A blog on AngieMedia (attributed only to Rob) describes how far abusers sometimes go: “An abuser who is using gaslighting on you is also likely to behave similarly with others to make them dislike you. This is a common attack used during what can become tremendously damaging distortion campaigns that these abusers will use against people close to them to maintain control and a sense of superiority. Such abusers may report you to police to get you falsely arrested and perhaps prosecuted for absolutely no reason other than they want to be in control of you and how others perceive you. They are likely to make remarks to their friends, family, neighbors, and others to “prove” they are being abused, often behind your back for years until you learn what they have been doing. “
The abuser may then come back to you and say, perhaps accurately, “All my friends think you are a bully.” Or, “Your Mom thinks you need to see a psychiatrist.” Living in an intentionally distorted reality, it becomes impossible to verify or even corroborate claims about your mental state, others opinions of you, or what has been said about you. Your alleged mental breakdown may, indeed, be imminent. Under the stress of this type of relationship, you are likely to doubt yourself, question the loyalty of your friends and family, and withdraw from all social contact.
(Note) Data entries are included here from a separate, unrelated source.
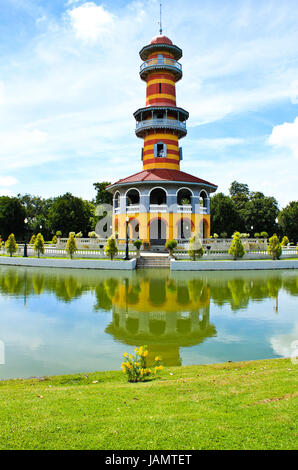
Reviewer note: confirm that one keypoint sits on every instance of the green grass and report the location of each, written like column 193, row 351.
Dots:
column 247, row 405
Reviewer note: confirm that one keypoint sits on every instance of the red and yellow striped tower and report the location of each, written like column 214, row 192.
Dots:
column 161, row 124
column 161, row 202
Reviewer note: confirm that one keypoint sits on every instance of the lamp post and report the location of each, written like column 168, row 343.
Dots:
column 127, row 239
column 25, row 255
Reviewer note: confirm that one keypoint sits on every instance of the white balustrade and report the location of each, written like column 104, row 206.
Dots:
column 158, row 208
column 185, row 209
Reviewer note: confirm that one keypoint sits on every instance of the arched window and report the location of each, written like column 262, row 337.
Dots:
column 184, row 197
column 203, row 199
column 133, row 197
column 117, row 200
column 184, row 228
column 158, row 196
column 160, row 150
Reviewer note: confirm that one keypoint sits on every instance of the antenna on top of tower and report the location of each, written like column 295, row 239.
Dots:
column 160, row 18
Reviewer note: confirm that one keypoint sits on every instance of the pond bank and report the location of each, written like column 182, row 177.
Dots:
column 69, row 263
column 244, row 405
column 214, row 265
column 230, row 265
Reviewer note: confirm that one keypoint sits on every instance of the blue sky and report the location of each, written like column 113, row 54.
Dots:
column 69, row 84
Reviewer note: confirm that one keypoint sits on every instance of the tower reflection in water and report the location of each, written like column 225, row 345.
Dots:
column 162, row 313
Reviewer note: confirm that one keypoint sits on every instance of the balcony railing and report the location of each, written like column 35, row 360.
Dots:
column 184, row 209
column 158, row 208
column 133, row 209
column 172, row 123
column 161, row 62
column 181, row 209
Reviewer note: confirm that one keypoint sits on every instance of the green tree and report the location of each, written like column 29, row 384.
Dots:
column 39, row 244
column 285, row 241
column 236, row 249
column 102, row 195
column 71, row 245
column 288, row 221
column 11, row 245
column 111, row 247
column 274, row 248
column 264, row 235
column 137, row 244
column 195, row 249
column 32, row 240
column 224, row 216
column 37, row 212
column 260, row 212
column 12, row 216
column 240, row 195
column 70, row 213
column 171, row 245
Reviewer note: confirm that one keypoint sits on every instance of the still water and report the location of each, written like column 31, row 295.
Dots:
column 69, row 321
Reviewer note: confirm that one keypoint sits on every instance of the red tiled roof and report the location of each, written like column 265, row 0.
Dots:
column 161, row 40
column 161, row 175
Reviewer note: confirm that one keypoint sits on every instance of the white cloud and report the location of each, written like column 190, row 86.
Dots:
column 7, row 180
column 68, row 93
column 286, row 136
column 6, row 192
column 90, row 21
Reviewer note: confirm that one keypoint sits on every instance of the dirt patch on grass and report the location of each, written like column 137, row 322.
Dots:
column 288, row 396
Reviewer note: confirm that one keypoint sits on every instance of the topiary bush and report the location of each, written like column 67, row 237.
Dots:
column 274, row 248
column 71, row 245
column 11, row 245
column 236, row 249
column 170, row 246
column 39, row 244
column 111, row 247
column 195, row 249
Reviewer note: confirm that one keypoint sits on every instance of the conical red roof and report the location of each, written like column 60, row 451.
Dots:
column 161, row 40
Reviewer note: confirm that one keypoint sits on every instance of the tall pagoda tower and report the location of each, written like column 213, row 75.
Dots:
column 161, row 202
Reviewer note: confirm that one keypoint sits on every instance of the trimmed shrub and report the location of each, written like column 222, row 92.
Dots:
column 111, row 247
column 39, row 244
column 11, row 245
column 195, row 249
column 274, row 248
column 171, row 245
column 71, row 245
column 236, row 249
column 32, row 240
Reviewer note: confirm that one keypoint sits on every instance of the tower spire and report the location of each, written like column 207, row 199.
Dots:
column 160, row 18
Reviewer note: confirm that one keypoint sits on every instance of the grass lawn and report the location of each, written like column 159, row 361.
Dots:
column 247, row 405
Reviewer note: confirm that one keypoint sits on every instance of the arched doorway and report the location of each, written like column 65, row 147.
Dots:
column 158, row 232
column 133, row 229
column 184, row 196
column 203, row 202
column 184, row 228
column 158, row 196
column 132, row 198
column 204, row 229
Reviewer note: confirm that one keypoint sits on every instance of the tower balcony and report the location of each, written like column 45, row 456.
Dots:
column 162, row 63
column 156, row 123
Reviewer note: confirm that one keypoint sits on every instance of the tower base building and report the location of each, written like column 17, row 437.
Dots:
column 161, row 202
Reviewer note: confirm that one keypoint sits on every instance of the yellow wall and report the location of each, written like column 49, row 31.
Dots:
column 171, row 220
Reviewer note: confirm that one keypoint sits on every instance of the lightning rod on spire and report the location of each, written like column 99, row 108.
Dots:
column 160, row 18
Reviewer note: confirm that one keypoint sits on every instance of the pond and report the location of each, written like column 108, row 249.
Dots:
column 70, row 321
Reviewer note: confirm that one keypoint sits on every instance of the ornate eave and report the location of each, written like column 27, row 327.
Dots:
column 151, row 48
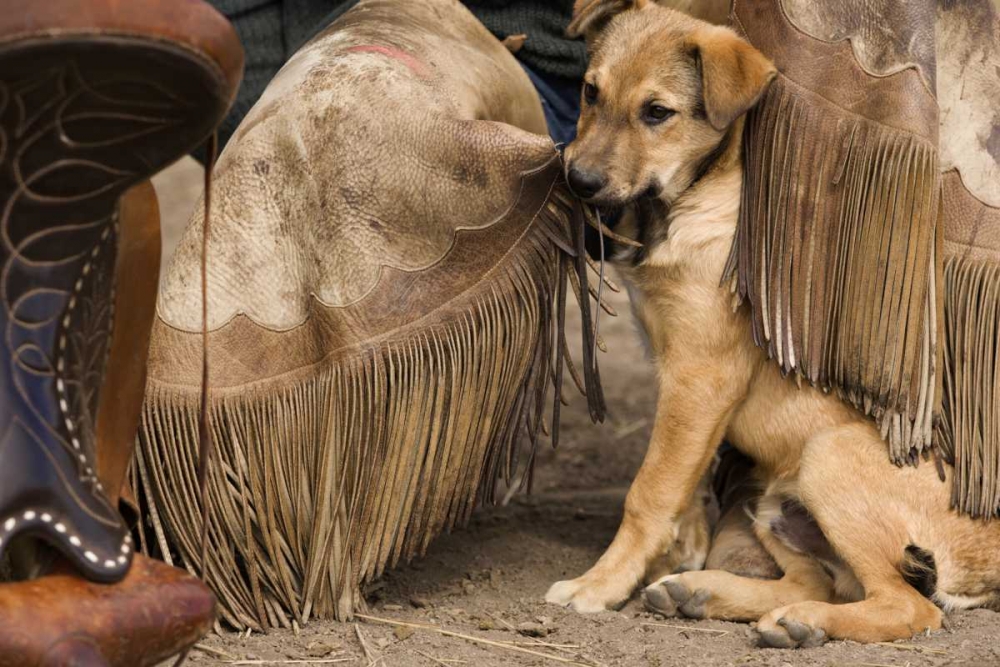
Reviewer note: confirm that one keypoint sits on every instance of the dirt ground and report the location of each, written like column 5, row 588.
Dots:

Once you are isolated, you are under the control of your abuser. You will no longer have access to the solid moorings of reality, and will drift in a cloud of confusion as you become more depressed, anxious, and desperate.
If you are doubting yourself, it helps to hear of the experiences of others. If you have survived this type of abuse, please help others by sharing your story. For example, I suspect Princess Diana helped many people when she described her marriage in her famous BBC Panarama interview:
DIANA: Well, people were – when I say people I mean friends, on my husband’s side – were indicating that I was again unstable, sick, and should be put in a home of some sort in order to get better. I was almost an embarrassment.
BASHIR: Do you think he really thought that?
DIANA: Well, there’s no better way to dismantle a personality than to isolate it.
BASHIR: So you were isolated?
DIANA: Uh,uh, very much so.
This is how people become trapped in toxic and destructive relationships. The only way out, really, is to find others who can verify your sanity and help you see the campaign against you for what it is. This is why it is important for survivors to speak up about their experiences. When people speak about what happened to them, victims who feel trapped may recognize the techniques of the gaslighter, and may gain some strength.
Finally, when you encounter others who seem unhappy in a relationship who may feel trapped, try to remember they may be victims of a gaslighting campaign. Things may not be as they seem. Your patience and understanding may save a life.